Pour cette (presque) fin de vacances, la suite de notre publication estivale de quelques-unes des chroniques revigorantes de Véronique Decker.
N’oubliez pas de commander et lire son dernier recueil, L’école du peuple.

Lorsqu’un salarié du privé fait grève, il ne produit rien, vu qu’il n’est pas allé travailler et son patron se ronge les sangs car les voitures Peugeot ne sont pas fabriquées, les portes du Printemps Haussmann sont restées fermées, les bidons de lait n’ont pas été transformés en yaourts Danone. Mais lorsqu’un instit fait grève, ce sont les parents qui stressent et qui s’insurgent car ils craignent pour le niveau de leur progéniture et ils se mobilisent soit avec les enseignants pour obtenir les améliorations demandées, soit contre eux pour que leur enfant ait à nouveau cours.
Les enfants sont souvent simplement tristes de ne pas retrouver leurs copains.
Notre hiérarchie est ennuyée, car elle n’aime pas le désordre.
Seuls les instits de maternelle ont un réel pouvoir sur la production, car en refusant d’accueillir les enfants, elles empêchent les parents d’aller travailler partout où le « service minimum d’accueil » n’a pas été installé.
Mais beaucoup de parents sont trop accablés de soucis pour avoir le temps, l’énergie, l’envie de soutenir les revendications de l’école publique. Les plus aisés tentent le privé. Les plus distants sont devenus fatalistes.
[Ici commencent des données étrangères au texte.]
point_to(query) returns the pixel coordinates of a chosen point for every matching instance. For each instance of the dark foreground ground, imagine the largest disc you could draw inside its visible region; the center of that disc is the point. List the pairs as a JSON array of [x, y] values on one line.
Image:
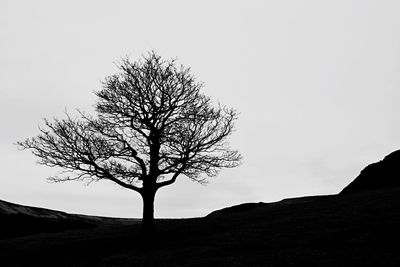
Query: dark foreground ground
[[351, 230]]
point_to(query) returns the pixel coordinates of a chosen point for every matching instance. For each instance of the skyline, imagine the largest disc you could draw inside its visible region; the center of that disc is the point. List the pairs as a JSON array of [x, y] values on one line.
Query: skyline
[[316, 85]]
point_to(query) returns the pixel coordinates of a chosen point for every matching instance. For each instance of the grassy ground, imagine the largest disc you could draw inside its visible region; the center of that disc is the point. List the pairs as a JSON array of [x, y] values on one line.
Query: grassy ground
[[354, 230]]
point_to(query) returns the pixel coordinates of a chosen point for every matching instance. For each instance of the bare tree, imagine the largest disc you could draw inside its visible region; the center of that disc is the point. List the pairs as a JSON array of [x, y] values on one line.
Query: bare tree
[[152, 124]]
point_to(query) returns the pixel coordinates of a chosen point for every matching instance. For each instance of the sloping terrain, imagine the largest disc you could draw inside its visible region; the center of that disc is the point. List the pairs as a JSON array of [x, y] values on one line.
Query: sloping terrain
[[18, 220], [360, 229], [378, 175]]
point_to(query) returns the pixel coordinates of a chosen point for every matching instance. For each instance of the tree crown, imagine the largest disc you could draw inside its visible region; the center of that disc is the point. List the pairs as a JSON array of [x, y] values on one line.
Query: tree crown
[[151, 123]]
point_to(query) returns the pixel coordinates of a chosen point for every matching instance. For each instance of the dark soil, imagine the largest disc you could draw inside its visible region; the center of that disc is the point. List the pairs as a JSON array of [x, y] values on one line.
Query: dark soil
[[360, 229]]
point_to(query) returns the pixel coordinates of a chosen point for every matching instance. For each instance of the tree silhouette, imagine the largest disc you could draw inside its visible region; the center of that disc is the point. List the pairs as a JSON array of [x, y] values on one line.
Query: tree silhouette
[[152, 124]]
Et comme les enfants des banlieues ne sont toujours pas vraiment les enfants de la République, mais restent d’exotiques sauvageons à observer de loin ou à cadrer de près, j’ai désormais l’impression que nous pourrions faire grève plusieurs semaines sans que personne ne s’en émeuve, hormis notre banquier.
Nous faisons donc seulement quelques grèves d’une journée, qui ne construisent aucune alliance avec les parents, et sont vécues comme des journées de congés sans solde, car à Bobigny, il n’y a même pas de réunion de grévistes les jours de grève.
On fait grève, mais chacun chez soi. Et cela ne sert à rien sauf à écluser le repassage qu’on peut avoir en retard.
L’école publique et son entourage social pour le bien-être des enfants se dégrade donc lentement, mais sûrement. Ici, nous sommes aux premières loges pour assister à la disparition des acquis sociaux des enfants.
Oui, le niveau baisse. Mais pas le niveau des élèves, le niveau de la qualité de l’action de l’État social que nous n’avons pas su exiger.